Homosexualidad y derechos civiles

El pasado mes de junio, Nueva York se ha convertido en el sexto Estado de Estados Unidos que reconoce el matrimonio entre dos personas del mismo sexo. Sólo han pasado diez años desde que Holanda se convirtió en el primer país del mundo que equiparó legalmente las uniones homosexuales con el matrimonio entre un hombre y una mujer. Siguieron Bélgica (2003), España y Canadá (2005), Suráfrica (2006), Noruega y Suecia (2009), Portugal, Islandia y Argentina (2010).

Los obispos de Nueva York han emitido un comunicado en el que recuerdan la enseñanza de la Iglesia de que «es necesario tratar a las personas homosexuales con respeto, dignidad y amor», pero al mismo tiempo afirman con firmeza que «el matrimonio es la unión de un hombre y de una mujer, para toda la vida y basada en el amor, unión abierta a los hijos, ordenada al bien de estos niños y de los propios esposos» y que esta definición no puede cambiar. Por este motivo, los obispos exhortan a la sociedad americana a «recuperar lo que parece haber perdido: una verdadera comprensión del significado y del papel del matrimonio».

Es cierto que las personas homosexuales han sufrido a menudo en el pasado -y también desgraciadamente en el presente sufren en no pocos países del mundo- vejaciones muy dolorosas y discriminaciones injustas a causa de su orientación sexual. Y este fenómeno, así como cualquier otra injusticia, tiene que ser combatido. El propio Catecismo de la Iglesia católica indica que «un número apreciable de hombres y mujeres presentan tendencias homosexuales profundamente arraigadas» y que se debe evitar respecto a ellos «todo signo de discriminación injusta» (n. 2.358). Ahora bien, reconocer los derechos de todos los hombres y mujeres como personas, independientemente de sus características y de sus opciones de vida, no quiere decir que se tenga que nivelar la vida matrimonial y familiar con la convivencia entre dos personas del mismo sexo.
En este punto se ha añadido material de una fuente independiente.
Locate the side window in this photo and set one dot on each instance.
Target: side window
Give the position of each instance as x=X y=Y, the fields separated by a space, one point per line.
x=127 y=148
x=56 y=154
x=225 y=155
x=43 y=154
El Estado debe garantizar la libertad de los ciudadanos y tiene que regular los deberes y los derechos que comportan las diferentes relaciones sociales que sus ciudadanos mayores de edad quieran libremente establecer. Por tanto, en el contexto occidental actual, no es extraño que los Estados quieran legislar sobre posibles derechos y deberes en las relaciones que personas homosexuales deseen establecer entre ellas de manera estable y pública. Ahora bien, esto no significa que los Estados tengan que promover o favorecer, y mucho menos parificar con el matrimonio, las uniones homosexuales.

El debate está abierto y las sensibilidades son muy diversas. Los cristianos necesitaremos encontrar nuevos caminos, con un lenguaje inteligente y amable, para ayudar a nuestras sociedades a redimensionar la problemática y para impulsar a los Estados a sostener la familia y el compromiso de todos ellos hacia ella.